Sie bog in die Carstensens gate ein und warf einen ängstlichen Blick auf die Uhr am Juwelierladen. Schon fünf Minuten zu spät. Nora begann zu laufen. Sie hatten verabredet, sich im Fredsparken von Tjenna zu treffen, außerhalb des Zentrums. In dem Park war ihm sein Hund weggelaufen.
Vom Meer her wehte ein eisiger Wind. Sie steckte die Hände in die Taschen ihrer Daunenjacke. Ihre Handschuhe hatte sie auch vergessen. Echt blöd, dass sie mit Papa gestritten hatte. Aber dahinten war schon der Park. Sie war ein paarmal mit Papa dort gewesen. Auf der großen blanken Weltkugel, die zwischen den weißen Bänken thronte, hatte er ihr gezeigt, wo er schon überall gewesen war.
Sie hielt Ausschau nach jemandem, der Erik sein könnte, aber der Park war menschenleer. Ob er wieder gegangen war? Sie sah auf ihre Armbanduhr. Gleich zehn nach. Scheiße!
Nora trat zwischen die kahlen Laubbäume. Weit und breit war kein Mensch zu sehen. Die weißen Häuser am Berghang über der Straße schienen unendlich weit weg zu sein.
«Hallo.»
Sie zuckte zusammen. Auf der Bank neben der Weltkugel saß jemand.
Nora ging zögernd näher. Das war nicht Erik, das erkannte sie sofort, sondern ein erwachsener Mann im dicken Wintermantel und mit einer Ledermütze auf dem Kopf.
«Hallo», erwiderte sie kurz.
«Bist du allein unterwegs bei diesem ungemütlichen Wetter?»
Er lächelte. Sah nett aus.
«Ich suche jemanden», sagte Nora und blieb in zehn Meter Abstand stehen. «Haben Sie vielleicht gerade eben einen Jungen hier gesehen?»

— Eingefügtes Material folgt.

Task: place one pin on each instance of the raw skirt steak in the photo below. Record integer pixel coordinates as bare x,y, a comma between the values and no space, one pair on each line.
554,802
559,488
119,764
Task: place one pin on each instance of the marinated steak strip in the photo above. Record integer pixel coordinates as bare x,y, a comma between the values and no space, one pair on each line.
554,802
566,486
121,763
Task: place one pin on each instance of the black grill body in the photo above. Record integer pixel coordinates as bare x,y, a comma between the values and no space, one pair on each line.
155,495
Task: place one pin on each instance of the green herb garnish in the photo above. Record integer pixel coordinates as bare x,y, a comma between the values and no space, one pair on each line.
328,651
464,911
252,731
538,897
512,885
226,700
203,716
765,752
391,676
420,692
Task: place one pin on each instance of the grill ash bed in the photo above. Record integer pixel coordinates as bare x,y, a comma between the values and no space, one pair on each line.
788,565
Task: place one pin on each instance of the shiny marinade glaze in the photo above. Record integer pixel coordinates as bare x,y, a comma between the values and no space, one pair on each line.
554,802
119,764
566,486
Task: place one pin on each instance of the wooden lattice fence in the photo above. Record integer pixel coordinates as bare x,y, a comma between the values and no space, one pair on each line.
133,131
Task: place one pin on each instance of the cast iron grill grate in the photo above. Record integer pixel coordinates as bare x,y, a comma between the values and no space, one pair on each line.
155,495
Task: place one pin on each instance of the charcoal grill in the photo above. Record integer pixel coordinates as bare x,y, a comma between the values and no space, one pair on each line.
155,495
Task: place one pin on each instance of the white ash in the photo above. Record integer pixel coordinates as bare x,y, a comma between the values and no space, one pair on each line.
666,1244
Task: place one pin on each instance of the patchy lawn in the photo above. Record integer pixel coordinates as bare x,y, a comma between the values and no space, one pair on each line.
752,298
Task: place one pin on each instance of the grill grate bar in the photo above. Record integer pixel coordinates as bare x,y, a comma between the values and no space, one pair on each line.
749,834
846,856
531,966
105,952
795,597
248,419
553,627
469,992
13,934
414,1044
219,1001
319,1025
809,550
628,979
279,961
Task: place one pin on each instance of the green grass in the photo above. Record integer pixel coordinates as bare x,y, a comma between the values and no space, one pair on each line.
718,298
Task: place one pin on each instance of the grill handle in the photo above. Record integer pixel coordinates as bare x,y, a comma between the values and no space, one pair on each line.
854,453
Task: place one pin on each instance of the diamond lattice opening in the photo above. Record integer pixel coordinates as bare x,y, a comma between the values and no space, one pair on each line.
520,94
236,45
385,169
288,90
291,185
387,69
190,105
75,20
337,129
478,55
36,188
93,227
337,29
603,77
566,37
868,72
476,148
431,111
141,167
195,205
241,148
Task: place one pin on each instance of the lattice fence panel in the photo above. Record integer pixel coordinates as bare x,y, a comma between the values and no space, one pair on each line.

Der Mann schien nachzudenken.
«Ja, hier war ein Junge, vielleicht ein bisschen älter als du, erst vor ein paar Minuten. Er ist in die Richtung gegangen.» Er zeigte zum Stadtzentrum.
«War das dein Bruder?»
Er lächelte wieder.
«Nein, nur ein Freund, mit dem ich mich treffen wollte.»
Der Mann nahm die Mütze ab und strich sich über die Stirn.
«Ich warte auch auf jemanden», sagte er ein wenig betrübt. «Wir sind schon zum zweiten Mal hier verabredet, aber er kommt wohl wieder nicht.»
«Wer denn?» In Nora erwachte die Neugier.
«Mein Sohn. Seine Mutter und ich sind geschieden, ich habe ihn schon seit drei Jahren nicht mehr gesehen. Er würde sich gern mit mir treffen, aber seine Mutter sperrt ihn in seinem Zimmer ein.»
«Das ist ja gemein. Können Sie das nicht der Polizei melden?»
Der Mann schüttelte bekümmert den Kopf.